The Olympic Stadium in Baku hosts the Europa League final between Arsenal and Chelsea (EPA)

While Uefa’s aim to spread such finals - and thereby the game - around Europe is obviously noble and deserves backing, it shouldn’t overrule the comfortable and responsible hosting of these events.

The common complaint in these circumstances is that will mean it too often goes to the same few cities, but that is to look at it the wrong way around.

It should be logical - and paramount - that a global mega-event like a Champions League final should only be held in venues comfortably capable of hosting it.

Safety and convenience should trump all in that regard. A venue should not have to overly stretch itself. A city should be able to comfortably absorb a showpiece of this size. Anything else genuinely is irresponsible.

That is what the event has become. That is what the Europa League final, in years like this, can occasionally get close to. It warrants another serious look at the criteria.

The situation has improved since Uefa returned to competitive bids after years of awarding finals to favoured cities, but that can still be honed further.

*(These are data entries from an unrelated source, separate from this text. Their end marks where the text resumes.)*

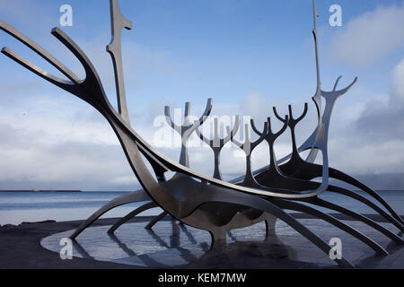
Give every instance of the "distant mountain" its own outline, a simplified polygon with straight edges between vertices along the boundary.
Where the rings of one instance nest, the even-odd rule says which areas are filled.
[[[404,173],[369,174],[355,176],[354,178],[372,189],[404,190]],[[331,185],[335,183],[342,187],[350,187],[349,185],[335,179],[330,179],[329,183]]]

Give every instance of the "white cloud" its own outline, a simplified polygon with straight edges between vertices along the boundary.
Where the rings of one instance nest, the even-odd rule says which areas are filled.
[[[404,48],[404,7],[379,6],[351,20],[330,43],[337,61],[365,66]]]

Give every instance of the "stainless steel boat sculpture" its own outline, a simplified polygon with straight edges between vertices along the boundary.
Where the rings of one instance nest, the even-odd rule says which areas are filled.
[[[45,72],[8,48],[4,48],[2,53],[37,75],[77,96],[97,109],[107,119],[119,139],[127,159],[143,187],[142,190],[119,196],[102,206],[77,228],[71,235],[71,239],[75,239],[100,216],[117,206],[135,202],[147,201],[146,204],[136,209],[119,220],[111,227],[109,232],[113,232],[121,224],[141,212],[159,206],[163,210],[163,213],[153,220],[147,225],[147,228],[152,228],[155,222],[166,214],[170,214],[172,218],[184,224],[209,231],[212,236],[212,248],[225,244],[226,230],[228,230],[243,228],[265,222],[268,232],[273,232],[276,220],[280,219],[297,230],[301,235],[307,238],[323,252],[329,254],[331,249],[330,246],[285,212],[285,210],[293,210],[311,214],[329,222],[362,240],[377,254],[388,254],[385,248],[372,239],[337,218],[312,207],[321,206],[363,222],[389,237],[397,244],[403,243],[400,237],[370,218],[318,197],[319,195],[326,191],[338,193],[351,197],[375,210],[400,231],[404,230],[401,218],[376,192],[348,175],[329,167],[327,144],[332,109],[336,100],[352,87],[356,79],[348,87],[337,90],[339,81],[338,78],[331,91],[324,91],[321,90],[317,48],[317,12],[315,9],[315,0],[313,0],[313,36],[318,81],[316,94],[312,100],[317,108],[319,121],[312,135],[303,144],[297,147],[294,129],[306,115],[308,110],[307,104],[304,107],[303,114],[298,118],[294,117],[291,106],[289,106],[289,115],[285,117],[280,117],[274,108],[276,117],[284,124],[283,128],[277,133],[272,131],[271,118],[268,118],[268,122],[265,123],[262,131],[256,127],[254,121],[251,121],[250,126],[252,129],[259,135],[259,138],[254,143],[251,143],[250,140],[250,126],[247,125],[248,123],[244,123],[245,142],[239,143],[234,139],[234,135],[240,126],[239,117],[236,117],[233,129],[231,130],[230,127],[227,128],[227,136],[225,138],[219,138],[217,122],[215,124],[215,129],[213,139],[206,138],[200,132],[199,128],[211,113],[213,107],[212,100],[208,100],[206,111],[200,119],[195,123],[189,123],[189,121],[188,116],[190,114],[190,104],[187,103],[185,120],[181,126],[176,126],[173,123],[170,117],[170,108],[166,107],[165,115],[168,123],[182,137],[180,163],[171,161],[154,149],[130,126],[125,94],[120,36],[123,28],[131,29],[131,22],[121,14],[118,0],[110,0],[110,11],[112,41],[107,47],[107,50],[111,56],[114,65],[119,111],[116,111],[110,103],[98,73],[90,59],[73,39],[60,29],[55,28],[51,33],[83,65],[86,74],[83,80],[80,79],[75,73],[37,43],[0,21],[1,30],[41,56],[66,75],[68,81],[59,79]],[[326,100],[324,111],[321,109],[321,98]],[[277,138],[285,132],[287,128],[291,132],[293,152],[289,156],[277,161],[274,144]],[[215,174],[213,177],[195,172],[189,167],[189,154],[186,143],[193,132],[196,132],[214,151]],[[244,151],[247,169],[244,176],[231,182],[225,182],[221,179],[219,160],[223,146],[230,141]],[[269,144],[270,162],[268,167],[253,171],[251,170],[250,155],[252,151],[263,141],[267,141]],[[306,160],[302,159],[300,156],[300,152],[303,151],[310,151],[310,154]],[[314,164],[319,152],[322,155],[322,165]],[[154,174],[149,170],[145,161],[147,161],[151,164]],[[165,173],[169,170],[175,172],[175,175],[170,179],[167,179]],[[349,183],[364,191],[381,204],[384,209],[379,207],[375,203],[356,192],[329,185],[329,177]],[[321,182],[312,181],[312,179],[316,178],[321,178]],[[307,204],[310,204],[310,205]],[[342,266],[353,266],[344,257],[341,259],[337,258],[335,261]]]

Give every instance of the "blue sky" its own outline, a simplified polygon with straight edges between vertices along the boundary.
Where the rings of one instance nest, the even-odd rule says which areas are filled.
[[[83,75],[77,62],[50,35],[59,26],[59,7],[65,4],[73,7],[74,25],[62,29],[88,53],[115,102],[112,66],[105,52],[110,40],[109,1],[4,0],[0,19]],[[342,27],[329,24],[331,4],[342,7]],[[180,108],[191,101],[198,115],[207,98],[215,99],[214,113],[259,118],[265,118],[272,105],[285,112],[289,103],[299,109],[308,101],[311,110],[300,139],[312,131],[315,109],[311,97],[316,77],[311,0],[120,0],[120,7],[134,23],[133,30],[123,31],[125,77],[132,123],[145,137],[153,138],[153,120],[164,105]],[[323,90],[330,90],[340,74],[340,86],[359,77],[336,107],[331,165],[354,174],[402,172],[404,157],[388,152],[402,145],[397,134],[404,121],[400,109],[404,99],[403,1],[318,0],[317,10]],[[0,32],[0,43],[58,74],[9,35]],[[118,141],[100,116],[5,57],[0,63],[0,131],[11,135],[1,144],[0,170],[7,169],[0,176],[4,187],[127,189],[135,184]],[[377,123],[367,118],[376,115]],[[390,117],[382,115],[397,115],[399,130],[392,130],[391,123],[383,121]],[[382,144],[373,139],[379,131],[388,139]],[[287,139],[280,144],[280,153],[287,152]],[[343,152],[346,147],[351,153]],[[68,158],[63,157],[66,149]],[[162,151],[178,157],[174,149]],[[191,164],[209,173],[203,159],[211,154],[204,152]],[[372,161],[369,153],[387,160],[382,162],[373,156]],[[99,154],[105,155],[103,162]],[[258,161],[257,167],[265,161]],[[56,163],[58,168],[47,168]],[[224,162],[224,168],[231,166]],[[228,174],[241,171],[242,168]],[[51,183],[45,177],[49,172]],[[98,174],[108,179],[99,182]]]

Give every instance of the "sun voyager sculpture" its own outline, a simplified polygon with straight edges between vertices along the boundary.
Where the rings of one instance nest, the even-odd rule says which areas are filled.
[[[315,0],[313,0],[314,29],[312,34],[314,36],[317,65],[317,89],[312,100],[317,109],[318,125],[312,135],[303,144],[297,145],[294,131],[299,122],[305,117],[308,111],[308,104],[305,104],[304,111],[299,117],[294,117],[292,106],[289,106],[289,115],[285,117],[279,116],[277,109],[274,108],[275,117],[283,123],[283,127],[279,131],[273,131],[271,126],[273,118],[270,117],[264,124],[262,130],[257,128],[254,120],[251,120],[250,123],[244,123],[244,143],[239,143],[234,139],[234,135],[238,133],[241,126],[239,117],[235,117],[232,128],[227,127],[226,137],[219,137],[217,120],[215,121],[212,139],[206,137],[202,134],[200,127],[210,116],[213,109],[213,100],[211,99],[207,101],[203,116],[194,123],[190,123],[189,120],[190,104],[187,103],[185,118],[181,126],[174,124],[170,115],[170,108],[165,107],[164,113],[168,124],[179,132],[182,138],[179,163],[157,152],[130,125],[123,76],[121,32],[123,28],[130,30],[132,23],[122,15],[118,0],[110,0],[110,2],[112,41],[107,46],[107,51],[111,57],[114,66],[118,111],[110,103],[99,74],[88,57],[60,29],[55,28],[51,33],[80,61],[85,71],[84,79],[80,79],[74,72],[27,36],[0,21],[0,29],[2,30],[20,40],[42,57],[67,77],[68,81],[47,73],[8,48],[4,48],[2,53],[40,77],[75,95],[97,109],[114,130],[122,145],[127,161],[143,187],[142,190],[115,198],[96,211],[74,231],[71,235],[72,239],[79,236],[83,230],[108,211],[119,205],[146,201],[145,204],[134,210],[116,222],[110,229],[109,232],[114,232],[120,225],[141,212],[158,206],[163,210],[163,213],[149,222],[146,228],[153,228],[158,221],[170,214],[172,218],[184,224],[209,231],[212,237],[212,248],[225,244],[226,230],[228,230],[243,228],[265,222],[267,231],[274,232],[276,221],[279,219],[307,238],[323,252],[329,254],[331,247],[285,212],[285,210],[292,210],[323,220],[368,245],[375,253],[383,256],[388,255],[386,249],[371,238],[334,216],[312,207],[319,206],[336,211],[362,222],[387,236],[396,244],[403,244],[400,237],[372,219],[343,206],[321,199],[318,196],[325,192],[332,192],[355,199],[368,205],[400,231],[404,231],[402,219],[374,190],[349,175],[332,169],[329,165],[328,135],[332,109],[337,100],[348,91],[356,82],[356,79],[347,88],[338,90],[339,77],[330,91],[325,91],[321,89]],[[322,109],[323,100],[325,100],[324,109]],[[255,142],[250,141],[250,128],[259,136]],[[293,152],[288,156],[277,160],[274,145],[277,139],[286,130],[290,132]],[[213,177],[200,174],[189,169],[187,141],[194,132],[214,152],[215,172]],[[269,146],[269,164],[259,170],[252,170],[251,152],[263,141],[266,141]],[[245,152],[246,172],[244,176],[226,182],[222,180],[220,173],[220,153],[224,144],[229,142],[233,142],[233,144]],[[304,151],[310,152],[306,159],[301,157],[301,152]],[[314,163],[319,154],[322,157],[322,165]],[[153,172],[147,168],[145,161],[150,163]],[[169,179],[166,178],[168,171],[175,173]],[[312,180],[318,178],[321,178],[321,182]],[[357,192],[330,185],[329,182],[329,178],[344,181],[362,190],[370,195],[381,205],[364,197]],[[310,204],[310,205],[306,204]],[[337,257],[334,260],[341,266],[353,266],[343,257]]]

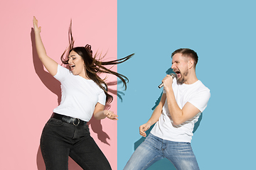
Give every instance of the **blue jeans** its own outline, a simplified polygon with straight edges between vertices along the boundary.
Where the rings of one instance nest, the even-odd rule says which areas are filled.
[[[178,170],[199,169],[190,143],[165,140],[149,133],[134,151],[124,170],[146,169],[164,157]]]
[[[68,170],[68,156],[83,169],[111,169],[87,125],[50,118],[43,130],[41,149],[47,170]]]

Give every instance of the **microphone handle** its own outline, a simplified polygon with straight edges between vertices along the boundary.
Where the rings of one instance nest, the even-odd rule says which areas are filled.
[[[172,76],[173,79],[174,79],[174,77],[176,77],[177,79],[177,74],[174,74],[174,73],[171,73],[170,75]],[[161,89],[162,86],[164,86],[164,84],[161,83],[159,86],[159,88]]]

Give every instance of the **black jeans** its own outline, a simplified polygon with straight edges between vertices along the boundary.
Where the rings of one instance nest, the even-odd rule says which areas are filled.
[[[73,125],[50,118],[43,130],[40,145],[47,170],[68,169],[68,156],[83,169],[111,169],[87,125]]]

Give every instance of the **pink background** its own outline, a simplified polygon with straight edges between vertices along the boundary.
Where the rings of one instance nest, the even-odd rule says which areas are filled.
[[[75,46],[92,45],[117,58],[117,0],[0,1],[1,144],[0,169],[45,169],[39,142],[42,129],[60,97],[59,83],[45,72],[34,48],[33,16],[42,27],[47,54],[60,64],[68,45],[70,18]],[[117,70],[117,67],[113,68]],[[110,81],[117,81],[109,76]],[[117,86],[112,110],[117,113]],[[117,122],[90,122],[92,137],[117,169]],[[70,169],[82,169],[72,160]]]

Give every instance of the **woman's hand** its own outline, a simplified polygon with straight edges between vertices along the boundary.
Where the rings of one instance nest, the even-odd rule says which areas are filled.
[[[139,135],[143,137],[146,137],[146,131],[149,129],[151,125],[149,123],[146,123],[139,127]]]
[[[103,113],[104,113],[104,115],[105,115],[106,117],[108,118],[109,119],[114,120],[118,120],[118,118],[117,118],[118,115],[114,114],[114,113],[112,111],[105,110],[103,111]]]
[[[34,16],[33,18],[33,24],[34,31],[35,31],[35,33],[40,33],[41,27],[38,27],[38,20]]]

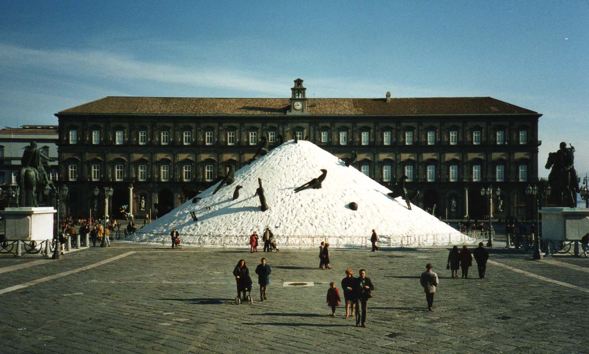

As with Baku, if a city or airport can’t handle what would be the average foreign attendance from recent finals, then it shouldn’t be hosting it. It really is that simple. It is also why it is right the Super Cup gets shared around as recompense.

Some of those criteria are even failing supporters for Madrid, a city that clearly can comfortably host a Champions League final.

Uefa’s decision to host the Europa league final in Baku prompts questions about the bidding criteria (Getty)

Aside from the exploitative cost of tickets, the joint supporters’ statement complains of hotel rooms going for “over £1,000 a night” and “stories of room bookings being cancelled and resold at vastly inflated rates”.

This is despite Uefa’s evaluation report reading that “Madrid city council has guaranteed its best endeavours to ensure that hotel rates during the event would be fair”.

What constitutes best endeavours needs to be looked at.

So, evidently, does the very hosting of these finals. Otherwise we're still headed for the disregard or exploitation of supporters.